Sendo a região designada com o nome de “Madre de Dios”, o Papa enalteceu Maria, “jovem mulher que vivia numa aldeia remota, perdida, considerada também por muitos como terra de ninguém”. Mas ali Ela recebeu “o convite maior que uma pessoa possa experimentar: ser a Mãe de Deus”. De facto, “há alegrias que só as podem escutar os pequeninos”.
Por isso, Maria não é “só uma testemunha para quem olhar, mas uma Mãe”. E, onde há mãe, não existe o mal de “sentir que não pertencemos a ninguém”, sentimento que nasce quando desaparece a certeza da pertença “a uma família, a um povo, a uma terra, ao nosso Deus”. Ora, se há mãe, há filhos, família e comunidade. E, assim, “os problemas poderão não desaparecer, mas certamente encontra-se força para os enfrentar de maneira diferente”. E, se alguém quiser fazer desta “uma terra anónima, sem filhos, uma terra infecunda” ou “um lugar que se deixe facilmente vender e explorar”, é preciso repetir: “Esta não é uma terra órfã! Tem uma Mãe!”.
Depois, o Papa escalpelizou a cultura do descarte, que “não se contenta apenas com excluir” mas que silencia, ignora e rejeita “tudo o que não serve aos seus interesses” – “uma cultura anónima, sem laços, nem rostos”: as florestas, os rios e as torrentes são aproveitados, utilizados até ao último recurso e, depois, deixados como baldios e inúteis; as pessoas são usadas até ao exaurimento e, depois, deixadas como inúteis. Descartam-se as crianças, descartam-se os idosos.
A seguir frisou que, ao chegar a Puerto Maldonado, viu no aeroporto um cartaz que o impressionou: “Atenção ao tráfico de pessoas”. E comentou apontando as diversas escravaturas:
É sinal de que se está a tomar consciência. Mas, na realidade, deveríamos falar de escravatura: escravatura laboral, escravatura sexual, escravatura para fim de lucro. É triste constatar como, nesta terra que está sob a proteção da Mãe de Deus, muitas mulheres sejam tão desvalorizadas, desprezadas e sujeitas a violências sem fim.”.
Na cruzada contra a violência, discorreu:
Não podemos olhar como normal a violência, tomá-la como uma coisa natural. Não, não se considere normal a violência contra as mulheres, mantendo uma cultura machista que não aceita o papel de protagonista da mulher nas nossas comunidades. Não nos é lícito virar a cara para o outro lado, irmãos, e deixar que tantas mulheres, especialmente adolescentes, sejam espezinhadas na sua dignidade.”.
Não esquecendo as várias pessoas que “emigraram para a Amazónia à procura de teto, terra e trabalho, sublinhou:
Vieram à procura dum futuro melhor para elas mesmas e sua família.
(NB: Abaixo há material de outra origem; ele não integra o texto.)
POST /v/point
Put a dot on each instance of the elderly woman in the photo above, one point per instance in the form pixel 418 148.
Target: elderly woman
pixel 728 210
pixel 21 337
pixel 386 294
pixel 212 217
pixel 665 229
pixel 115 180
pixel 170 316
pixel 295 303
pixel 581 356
Abandonaram a sua vida humilde, pobre, mas digna. Muitas delas, com a promessa de que certos trabalhos poriam termo a situações precárias, basearam-se no brilho promissor da extração do ouro. Mas não esqueçamos que o ouro se pode tornar num falso deus, que pretende sacrifícios humanos.”.
Sob o signo dos “falsos deuses”, falou da corrupção:
Corrompem tudo. Corrompem a pessoa e as instituições; e destroem também a floresta. Jesus dizia que há demónios que, para serem expulsos, se requer muita oração. Este é um deles.”.
Por conseguinte, exortou a que continuassem a organizar-se em movimentos e comunidades para superar estas situações; e a organizar-se, a partir da fé, como comunidades eclesiais ao redor de Jesus. Na verdade, “a partir da oração sincera e do encontro cheio de esperança com Cristo, poderemos obter a conversão que nos faça descobrir a vida verdadeira”. Com efeito, Jesus prometeu-nos a vida: verdadeira, autêntica, eterna; e não uma vida fictícia, como as falsas promessas que encandeiam e que, prometendo vida, acabam por levar à morte.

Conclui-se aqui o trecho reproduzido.